While the effects of the bacterial component and Toll-like receptor-4 (TLR4) agonist, lipopolysaccharide (LPS), on affective behaviour is well described, there is a lack of data concerning the effects of peptidoglycans on behaviour. Amongst others, peptidoglycans activate the intracellular receptors nucleotide-binding oligomerization domain 1 (NOD1) and NOD2. Here, the effects of the NOD1 activator FK565 and NOD2 activator muramyl dipeptide (MDP) were investigated with respect to parameters of immune activation and behaviour.

Male C57BL/6N mice received an intraperitoneal injection of FK565 (0.003 mg/kg), MDP (3 mg/kg) or sterile saline (0.9% NaCl) and an additional injection of LPS (0.83 mg/kg) or sterile saline 4 hours after the first injection. Body weight and rectal temperature were monitored throughout the study. Exploratory and anxiety-like behaviour was evaluated with the open field test (OFT) 1 day and with the step-down test 2 days after treatment. Spleen weight, an index of immune activation, was measured on the third day after sacrifice of mice.

While none of the single treatments induced changes of body temperature, combined treatment with FK565+LPS and MDP+LPS caused a decrease of body temperature 4.5 hours post-treatment. A loss of body weight could be observed in the LPS, FK565+LPS and MDP+LPS-treated groups on day 1 and 2, while FK565 and MDP alone had no effect on body weight. On the third day post-treatment, the weight loss was gone in the LPS treated group, but was still evident in the groups receiving the double treatments. In the OFT, only treatment with FK565+LPS or MDP+LPS decreased travelling distance and visits to the central area. Likewise, in the step-down test only the double-treated mice presented an increased latency. LPS alone and in combination with FK565 or MDP increased spleen weight while FK565 and MDP alone were without effect.

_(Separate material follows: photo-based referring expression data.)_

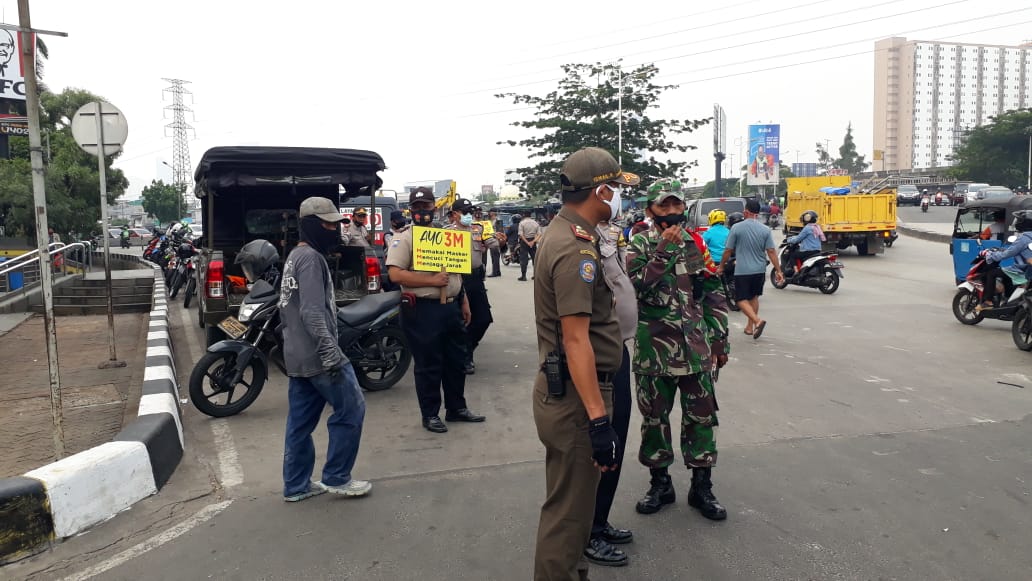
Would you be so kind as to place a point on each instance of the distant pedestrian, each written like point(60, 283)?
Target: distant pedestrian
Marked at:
point(528, 231)
point(752, 245)
point(319, 373)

The present results reveal that administration of a NOD1 or NOD2 activator alone fails to induce any systemic signs of immune activation, sickness (weight loss) and behavioural disturbance. In contrast, mice primed with either FK565 or MDP display increased anxiogenic and immune reactions to LPS. These findings indicate that NOD and TLR-4 agonists synergize in vivo in causing immune activation and sickness behaviour.